There has been a lot of attention given recently to the high tech brain workouts that elite athletes use to improve performance. Companies such as Neurotopia have developed brain-training software that can boost performance by sharpening the mind and increasing focus. Olympic beach volleyball gold medalist Kerri Walsh-Jennings is just one of a number of athletes who don a brain wave sensor at the company’s facility to control a videogame with their brain. There are also many general brain-training resources available online from companies like Luminosity and www.mypillapp.com.
So can the weekend warrior and non-elite athlete benefit from brain training? Absolutely. No matter what sport you participate in, exercising the brain can yield improvement. Training the brain for better athletic performance falls into three main areas: Execution, Focus, and Decision Making. The following low-tech approaches can be done anywhere for absolutely no cost.
Visualization for Better Execution
The basis for success in sports is the ability to flawlessly execute basic skills. Whether it is hitting, kicking or shooting a ball, swinging a club, or other specific movement, proficiency must be achieved. While nothing can replace physical practice, skills can be enhanced through visualization training.

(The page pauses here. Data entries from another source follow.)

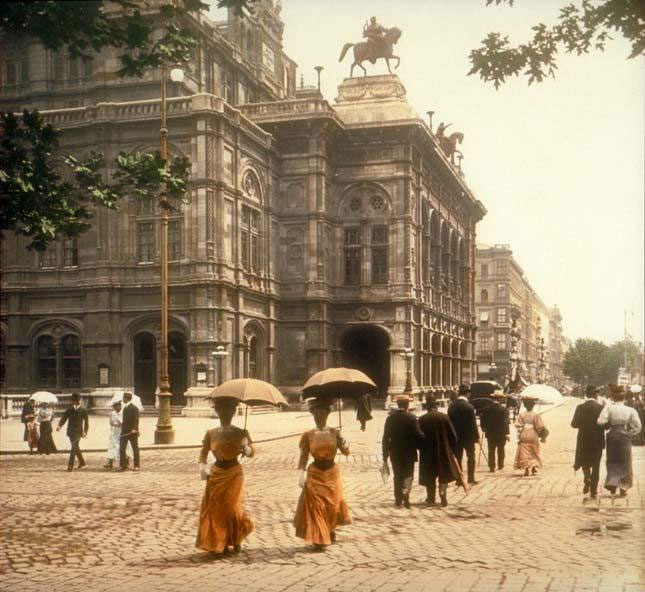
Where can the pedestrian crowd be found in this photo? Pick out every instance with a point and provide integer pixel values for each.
(437, 441)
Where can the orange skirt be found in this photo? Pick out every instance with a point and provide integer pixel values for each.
(321, 507)
(222, 521)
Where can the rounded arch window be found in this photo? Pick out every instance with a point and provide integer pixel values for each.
(355, 205)
(47, 361)
(251, 185)
(377, 204)
(254, 357)
(71, 361)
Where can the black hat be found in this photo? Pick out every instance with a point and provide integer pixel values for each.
(431, 402)
(316, 402)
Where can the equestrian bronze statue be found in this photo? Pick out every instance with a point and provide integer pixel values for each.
(378, 44)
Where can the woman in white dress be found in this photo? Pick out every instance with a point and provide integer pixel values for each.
(623, 423)
(116, 419)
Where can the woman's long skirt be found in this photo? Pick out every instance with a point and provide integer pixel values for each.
(619, 460)
(222, 521)
(528, 451)
(46, 441)
(321, 507)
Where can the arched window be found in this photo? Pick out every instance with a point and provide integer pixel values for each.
(253, 357)
(71, 366)
(47, 362)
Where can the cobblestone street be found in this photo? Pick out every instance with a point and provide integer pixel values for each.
(92, 530)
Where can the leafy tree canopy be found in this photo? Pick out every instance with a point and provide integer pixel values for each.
(579, 30)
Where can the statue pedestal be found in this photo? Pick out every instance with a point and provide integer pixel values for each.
(373, 99)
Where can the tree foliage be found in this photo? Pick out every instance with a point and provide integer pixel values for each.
(589, 361)
(40, 201)
(579, 30)
(44, 197)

Many may be familiar with the study in which students were tested on free throw ability: one group was instructed to practice free throws an hour a day; another group told to visualize making shots; and another group did nothing. After 30 days the group that practiced an hour a day and the visualization group saw the same performance improvement (about 25% accuracy increase).
Visualization takes imagination. One must be able to mentally see, hear and experience the sensations of the specific technique or game situation. To be effective, it is important to visualize the activity in the first person (as opposed to “watching” yourself performing). An example visualization script I’ve used with success to improve my tennis stroke:
In the mind’s eye fully visualize the court, including the surface, colors, and surroundings, even a hitting partner.

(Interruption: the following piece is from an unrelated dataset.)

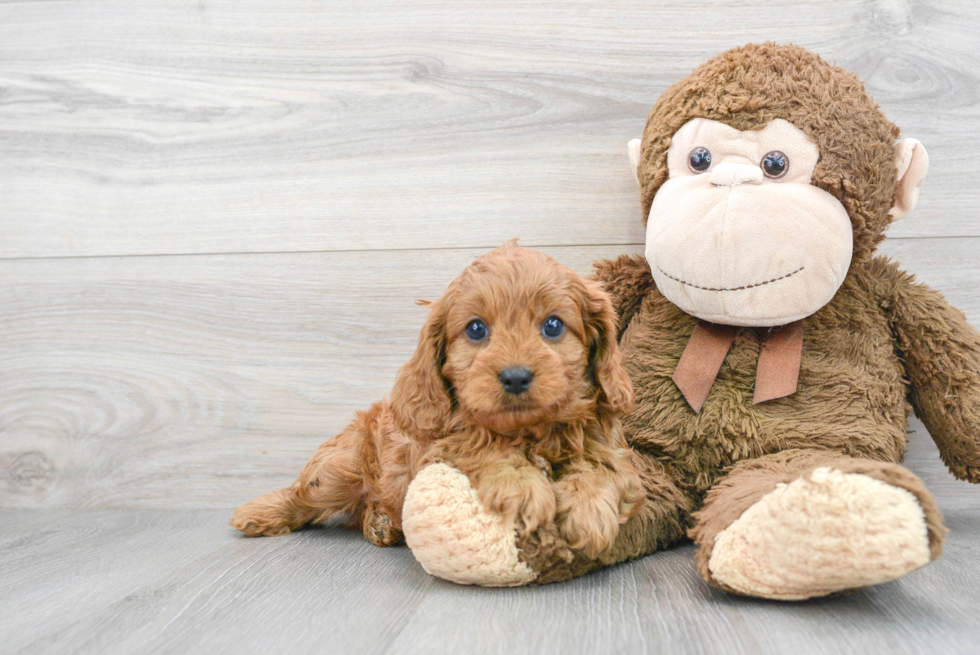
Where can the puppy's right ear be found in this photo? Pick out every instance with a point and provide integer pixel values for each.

See the ball coming across the net as you move and set-up the shot. Hear and see the ball bouncing as you take your racket back and execute the stroke. Feel and hear the impact through the hitting zone and watch as the ball leaves the racket and successfully goes over the net.
Be specific with the placement of the shot you are hitting and always imagine successful outcomes. One might practice cross-court strokes and then move onto hitting to other areas of the court.
Also “watch” your hitting partner’s movements and reaction. See yourself moving back to the middle of the court to prepare for the next shot.
Practice hitting different strokes:
slice, topspin, and flat shots just as you would use in a game.
This basic approach can be used for any sport or physical activity. One can often find performance scripts online. Beyond working on mechanics, visualization training is also great for preparing for game situations. For basketball one might work on receiving an outlet pass and pulling up for a jump shot, or in soccer volleying home a goal on a corner kick.
Visualization is not just beneficial for ball sports. Bobsledders visualize going down the course before every run. Cyclists, runners and swimmers can work on better technique. Top triathletes even visualize their transition sequences.
Concentration Exercises For Better Focus
Today’s technology-oriented world has left many with mild ADHD. While in some ways this can be helpful for managing busy lives, in sports the ability to focus and stay in the moment is a trait all world-class athletes share. Whether it is performing in the clutch or fighting through physical and mental fatigue to make it to the finish line, the ability to focus regardless of distraction is crucial for success.
The mind naturally likes to wander, so focus and concentration training generally involves performing a relatively simple task non-stop for a specific duration of time. One easy example is to use number squares. These are simple five by five grids with the numbers 1 through 25 randomly distributed in the boxes.
The exercise is to cross out boxes in order as quickly as possible. Sounds simple, right? It is, but it takes concentration. Start in a quiet environment then add to the challenge by completing them in places where there are more distractions. Then you can do multiple boxes in a row. If you find yourself without a set of squares, open a book or magazine and count the words in a paragraph or article.
Improved Decision Making
Team and racket sports require participants to constantly take in information and react. This process primarily takes place in the frontal lobe area of the brain, which controls planning, movement, reasoning and problem solving. Just like skill development, improving on-field decision-making is best done participating in the sport itself, however this part of the brain can be exercised and developed, much like general fitness training benefits performance.
Games and puzzles, like chess, poker, sudoko, and crosswords are the easiest ways to train the frontal lobe portion of the brain, and they work out all the functions that are crucial for strong sports performance. In addition to these more cerebral activities, electronic games like Simon and Bop-it can also be beneficial. These require one to react to stimuli and help develop the brain’s processing speed.
Elite athletes aren’t the only ones who can utilize brain workouts to improve sports performance. Execution, focus and decision-making can all be enhanced by regularly practicing these simple no-cost exercises. You’ll also likely find the increased concentration and mental agility will help other aspects of your personal and professional life as well.